Armée républicaine irlandaise

L'appellation Armée républicaine irlandaise ou IRA (Irish Republican Army) a été dans l'histoire revendiquée par plusieurs organisations paramilitaires irlandaises, souhaitant libérer l'Irlande de la tutelle du Royaume-Uni. Le nom se réfère généralement aujourd'hui à l'IRA provisoire (Provisional IRA), qui s'est séparée dans les années 1960 et cherche à rattacher le Nord et la République d'Irlande et à libérer le Nord (parfois improprement appelé Ulster alors qu'il n'en forme qu'une partie) de la domination des Britanniques et des Protestants (ces derniers étaient à l'origine des calvinistes écossais installés par le pouvoir royal).

Elle a agi pendant de nombreuses années par la voie armée (terroristes ou résistantes, selon les points de vue), mais elle semble privilégier depuis quelques années la voie du dialogue par l'entremise de sa branche politique, le Sinn Féin dirigé par Gerry Adams.

Des groupes se réclamant de l'appellation IRA véritable (Real IRA) ont continué la lutte armée (comme l'attentat d'Omagh en 1998 qui a fait 29 morts), mais semblent devoir s'éteindre après avoir été décimés par les arrestations.

Histoire

Pendant la guerre civile (1919-1921), l’IRA emploie des stratégies de guérilla (embuscade, raid, sabotage, etc.) pour forcer Londres d’accorder l’indépendance de l’Irlande : Londres vote l’Ireland Act établissant un État Libre d’Irlande doté du statut de dominion (1921), mais six comtés de l’Ulster (Irlande du Nord) demeurent au sein du Royaume-Uni. Rapidement, l’IRA se divise : les partisans supportent ce plan de paix et les autres s’y opposent. Ceux-ci entreprennent une guerre civile qui s’achève en 1923 lorsqu’ils décident de poursuivre la lutte uniquement sur le plan politique.

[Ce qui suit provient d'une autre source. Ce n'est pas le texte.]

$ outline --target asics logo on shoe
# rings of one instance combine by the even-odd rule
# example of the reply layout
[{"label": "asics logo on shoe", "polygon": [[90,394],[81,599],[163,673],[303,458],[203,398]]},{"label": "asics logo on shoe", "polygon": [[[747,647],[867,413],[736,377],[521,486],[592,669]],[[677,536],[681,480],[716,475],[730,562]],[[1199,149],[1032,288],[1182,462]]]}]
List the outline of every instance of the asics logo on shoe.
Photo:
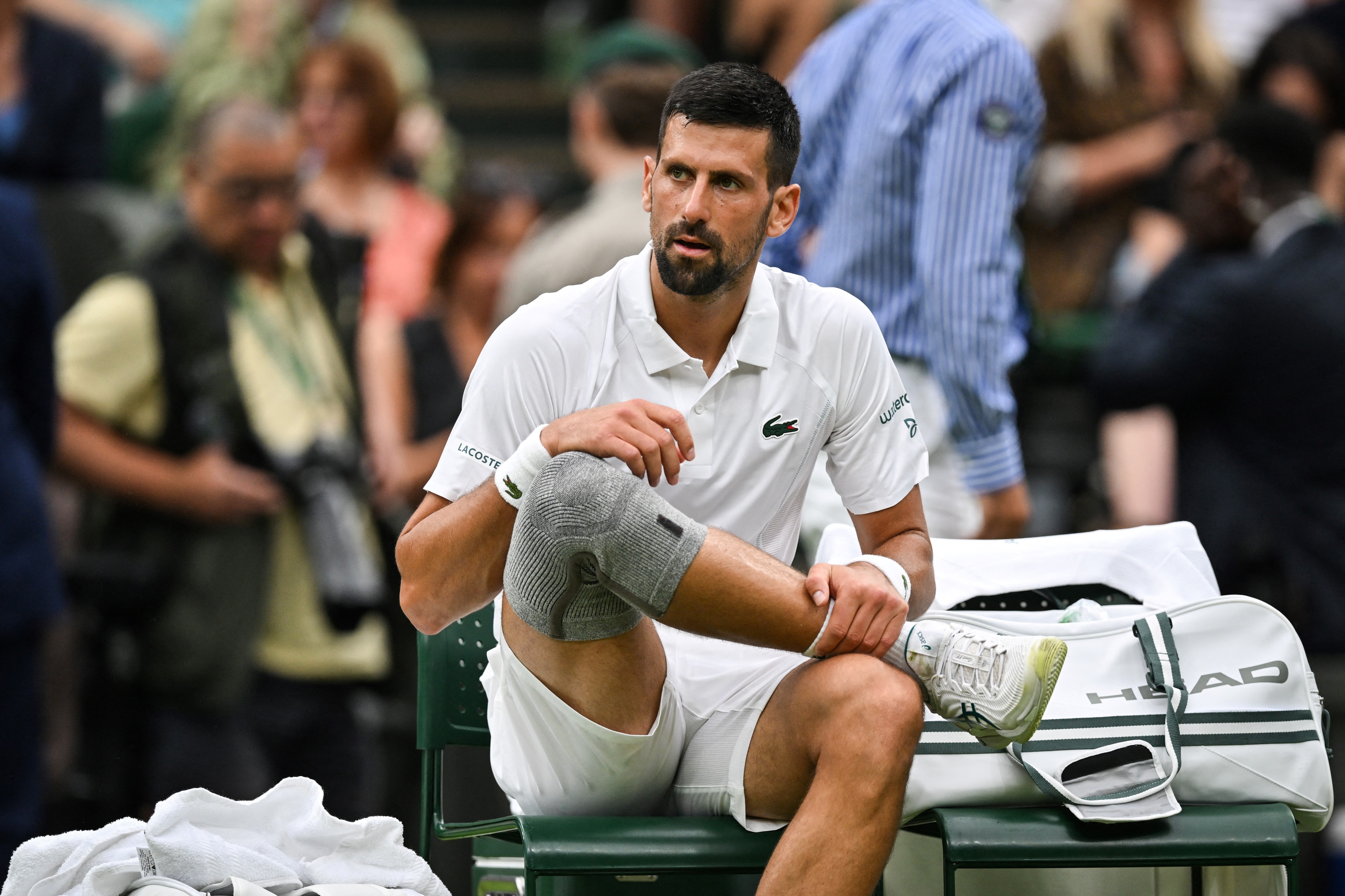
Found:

Quand l’État libre d’Irlande devient une République indépendante (1948), l’IRA mène une nouvelle lutte terroriste (bombe, assassinat, attentat, etc.) en Irlande du Nord et en Grande-Bretagne. Le but est d’intégrer l’Irlande du Nord à la République d’Irlande. Ce combat dure jusqu’en 1962, date à laquelle l’IRA annonce un cessez-le-feu et semble devoir dispaître. Cependant la violente repression des marches des droits civiques en Irlande du nord à la fin des années 1960 aboutit à la reconstitution de l'IRA. Celle-ci reprend ses activités terroristes pour exiger le retrait des soldats britanniques se trouvant en Irlande du Nord (1969). Elle commet plusieurs actes terroristes majeurs : Belfast est le théâtre de 22 attentats en l’espace de 75 minutes, faisant 9 morts et 130 blessés (Bloody Friday, 1972); Lord Mountbatten, cousin de la reine Élisabeth II, est assassiné (1979); l’hôtel Brigton où sont réunis la première ministre Thatcher et ses ministres est bombardé (1984). Ce conflit qui poursuit jusqu’aux années 1990 fait plus de 3000 victimes.

Incapable de convaincre Londres de retirer ses soldats, l’IRA annonce un cessez-le-feu (1994). Le Sinn Féin commence à entreprendre des négociations de paix avec la Grande-Bretagne. La paix est cependant précaire (reprise des attentats, 1996-1997). Un accord de paix du « Vendredi Saint » (avril 1998) est conclu à Belfast et il est approuvé par référendum en Irlande du Nord et en République d’Irlande. Ce plan prévoit la création d’une nouvelle Assemblée réunissant les protestants et les catholiques et la coopération entre l’Irlande du Nord et la République d’Irlande. Le nouveau gouvernement dirigé par un protestant est mis en place en Irlande du Nord (1999). Toutefois, les tensions entre les protestants et les catholiques au sujet du fonctionnement des institutions politiques et le refus de l’IRA de désarmer font planer des incertitudes sur l’avenir de la paix.